There is no doubt that fragments of tertiary strata surround the
castle and town of Cumana (Castillo de San Antonio) and they also
appear at the south-western extremity of the peninsula of Araya (Cerro
de la Vela et del Barigon); at the ridge of the Cerro de Meapire, near
Cariaco; at Cabo Blanco, on the west of La Guayra, and on the shore of
Porto Cabello; they are consequently found at the foot of the two
slopes of the northern chain of the Cordillera of Venezuela. This
tertiary stratum is composed of alternate beds of calcareous
conglomerate, compact limestone, marl, and clay, containing selenite
and lamellar gypsum. The whole system (of very recent beds) appears to
me to constitute but one formation, which is found at the Cerro de la
Popa, near Carthagena, and in the islands of Guadaloupe and Martinico.

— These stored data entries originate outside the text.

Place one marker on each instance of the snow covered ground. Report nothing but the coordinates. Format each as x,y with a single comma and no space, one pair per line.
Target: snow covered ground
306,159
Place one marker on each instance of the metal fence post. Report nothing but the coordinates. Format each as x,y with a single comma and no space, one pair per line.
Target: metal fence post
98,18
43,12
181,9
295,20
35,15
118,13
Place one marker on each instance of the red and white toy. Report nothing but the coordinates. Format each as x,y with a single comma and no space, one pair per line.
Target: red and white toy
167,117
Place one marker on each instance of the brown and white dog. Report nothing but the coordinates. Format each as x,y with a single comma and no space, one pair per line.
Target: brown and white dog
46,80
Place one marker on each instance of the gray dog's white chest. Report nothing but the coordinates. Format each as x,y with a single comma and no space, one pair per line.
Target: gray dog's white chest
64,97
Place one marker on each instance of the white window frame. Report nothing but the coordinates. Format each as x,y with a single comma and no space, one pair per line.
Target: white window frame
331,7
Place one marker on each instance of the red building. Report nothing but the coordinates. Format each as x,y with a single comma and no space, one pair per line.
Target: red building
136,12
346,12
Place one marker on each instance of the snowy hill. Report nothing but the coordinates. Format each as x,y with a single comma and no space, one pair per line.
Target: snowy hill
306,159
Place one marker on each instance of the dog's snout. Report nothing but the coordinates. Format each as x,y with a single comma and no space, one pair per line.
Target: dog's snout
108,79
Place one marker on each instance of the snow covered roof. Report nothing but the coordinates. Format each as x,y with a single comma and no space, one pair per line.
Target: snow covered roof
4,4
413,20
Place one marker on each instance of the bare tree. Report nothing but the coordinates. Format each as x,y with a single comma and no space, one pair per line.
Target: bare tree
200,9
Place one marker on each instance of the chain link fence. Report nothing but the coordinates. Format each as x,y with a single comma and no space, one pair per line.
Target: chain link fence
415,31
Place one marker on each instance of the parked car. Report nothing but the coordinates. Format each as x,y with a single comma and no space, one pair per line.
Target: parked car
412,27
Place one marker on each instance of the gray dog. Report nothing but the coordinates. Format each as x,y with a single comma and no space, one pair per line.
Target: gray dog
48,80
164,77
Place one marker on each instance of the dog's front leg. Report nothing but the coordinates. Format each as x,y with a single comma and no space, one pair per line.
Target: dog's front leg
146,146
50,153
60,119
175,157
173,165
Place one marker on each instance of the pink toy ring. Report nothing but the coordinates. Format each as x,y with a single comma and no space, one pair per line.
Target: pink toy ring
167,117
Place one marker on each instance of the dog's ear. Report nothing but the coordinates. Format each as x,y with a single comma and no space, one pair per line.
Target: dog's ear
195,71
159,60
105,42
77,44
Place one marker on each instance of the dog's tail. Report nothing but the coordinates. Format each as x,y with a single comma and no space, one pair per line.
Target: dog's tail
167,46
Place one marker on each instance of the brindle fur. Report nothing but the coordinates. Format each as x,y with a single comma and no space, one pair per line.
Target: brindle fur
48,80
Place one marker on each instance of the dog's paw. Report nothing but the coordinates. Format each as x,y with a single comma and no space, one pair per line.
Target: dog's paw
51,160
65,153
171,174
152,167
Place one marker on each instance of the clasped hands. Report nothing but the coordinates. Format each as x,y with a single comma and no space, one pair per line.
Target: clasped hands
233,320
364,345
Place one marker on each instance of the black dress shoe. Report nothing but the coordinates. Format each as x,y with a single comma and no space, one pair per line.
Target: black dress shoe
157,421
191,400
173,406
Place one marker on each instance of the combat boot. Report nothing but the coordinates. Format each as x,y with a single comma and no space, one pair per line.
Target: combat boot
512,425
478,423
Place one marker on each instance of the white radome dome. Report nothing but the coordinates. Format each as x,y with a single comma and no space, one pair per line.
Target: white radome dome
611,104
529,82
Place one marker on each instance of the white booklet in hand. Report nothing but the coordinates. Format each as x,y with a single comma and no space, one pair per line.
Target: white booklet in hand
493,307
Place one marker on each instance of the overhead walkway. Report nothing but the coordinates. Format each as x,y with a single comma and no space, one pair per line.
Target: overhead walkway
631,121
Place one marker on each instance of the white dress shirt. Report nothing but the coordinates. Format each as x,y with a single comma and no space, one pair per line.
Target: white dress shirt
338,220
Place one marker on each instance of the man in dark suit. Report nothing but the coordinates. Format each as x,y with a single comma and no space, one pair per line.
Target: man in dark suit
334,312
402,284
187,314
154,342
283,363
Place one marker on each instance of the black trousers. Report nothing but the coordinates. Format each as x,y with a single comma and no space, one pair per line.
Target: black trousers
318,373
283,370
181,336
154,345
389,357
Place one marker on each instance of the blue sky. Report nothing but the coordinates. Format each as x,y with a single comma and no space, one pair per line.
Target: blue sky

Such is the geological distribution of strata in the mountainous part
of Venezuela, in the group of the Parime and in the littoral
Cordillera. We have now to characterize the formations of the Llanos
(or of the basin of the Lower Orinoco and the Apure); but it is not
easy to determine the order of their superposition, because in this
region ravines or beds of torrents and deep wells dug by the hands of
man are entirely wanting. The formations of the Llanos are, first, a
sandstone or conglomerate, with rounded fragments of quartz, Lydian
stone, and kieselschiefer, united by a ferruginous clayey cement,
extremely tenacious, olive-brown, sometimes of a vivid red; second, a
compact limestone (between Tisnao and Calabozo) which, by its smooth
fracture and lithographic aspect, approaches the Jura limestone:
third, alternate strata of marl and lamellar gypsum (Mesa de San
Diego, Ortiz, Cachipo). These three formations appeared to me to
succeed each other in the order I have just described, the sandstone
inclining in a concave position, northward, on the transition-slates
of Malpasso, and southward, on the gneiss-granite of Parime.